While the Bloomberg model was found to “outperform existing open models of a similar size on financial tasks by large margins, while still performing on par or better on general NLP benchmarks” (Bloomberg Professional Services 2023), not all organizations will have the resources (including infrastructure, data, and human expertise and capabilities) to build a proprietary generative AI model from scratch. Most organizations would depend on third party provider solutions such as those offered by Open AI, Microsoft and Google. In fact, a recent global report of chief executives found that 78% of organizations rely on third party AI systems, most notably those provided by big tech companies (Renieris et al., 2023). This creates uneven competitive dynamics (IoD and LBS 2024), as more resourceful companies – those with better access to compute power, proprietary data resources and robust and resilient infrastructures – will gain increasingly more market power over their competitors.

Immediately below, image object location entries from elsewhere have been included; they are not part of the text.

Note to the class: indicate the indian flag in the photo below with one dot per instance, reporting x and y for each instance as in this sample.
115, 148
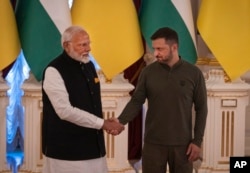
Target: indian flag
40, 25
225, 27
114, 32
176, 14
9, 42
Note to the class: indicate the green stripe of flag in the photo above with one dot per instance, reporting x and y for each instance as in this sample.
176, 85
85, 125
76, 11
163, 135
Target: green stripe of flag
39, 36
163, 13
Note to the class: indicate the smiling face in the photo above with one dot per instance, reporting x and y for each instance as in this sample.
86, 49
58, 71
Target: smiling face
79, 46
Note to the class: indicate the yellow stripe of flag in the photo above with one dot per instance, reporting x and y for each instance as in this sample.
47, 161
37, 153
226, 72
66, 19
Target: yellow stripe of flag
9, 42
114, 32
225, 27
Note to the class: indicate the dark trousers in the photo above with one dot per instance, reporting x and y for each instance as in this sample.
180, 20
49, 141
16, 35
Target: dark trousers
155, 159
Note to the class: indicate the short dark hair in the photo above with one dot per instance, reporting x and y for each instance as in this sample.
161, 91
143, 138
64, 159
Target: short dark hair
167, 33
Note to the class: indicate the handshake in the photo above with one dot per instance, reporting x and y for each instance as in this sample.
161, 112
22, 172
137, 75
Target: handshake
113, 126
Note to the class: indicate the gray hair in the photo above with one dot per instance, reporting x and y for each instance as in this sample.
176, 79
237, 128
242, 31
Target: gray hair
70, 32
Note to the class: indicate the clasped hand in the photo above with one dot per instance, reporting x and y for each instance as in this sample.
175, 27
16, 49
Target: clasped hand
112, 126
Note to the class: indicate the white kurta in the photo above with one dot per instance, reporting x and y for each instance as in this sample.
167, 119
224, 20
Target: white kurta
54, 87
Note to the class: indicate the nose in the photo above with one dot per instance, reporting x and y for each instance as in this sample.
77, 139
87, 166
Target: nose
155, 53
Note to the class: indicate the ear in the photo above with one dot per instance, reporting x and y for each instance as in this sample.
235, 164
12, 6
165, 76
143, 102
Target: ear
175, 47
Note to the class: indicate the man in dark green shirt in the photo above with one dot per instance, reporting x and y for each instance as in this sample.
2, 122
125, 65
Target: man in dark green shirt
172, 87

Indeed, companies like Microsoft are increasingly integrating hardware (Neural Processing Unit - NPU) with software (Windows + Copilot) offers quantum growth in processing power (40 trillion operations per second) enough to make a personal device run multiple AI models and apps concurrently. They boast that “90% of minutes spent on apps will be native”. Generative AI is no longer a cloud option only; with this move Generative AI becomes an extension of edge computing and personal devices. For Microsoft users (especially enterprise ones) this becomes the default option, through high switching costs and lock-in effects.
So how should organizations ride the wave of digital transformation with generative AI? This article offers a detailed review of the costs involved in building or buying generative AI models within organizations and considers the strategic choices leaders should take to navigate this complex landscape.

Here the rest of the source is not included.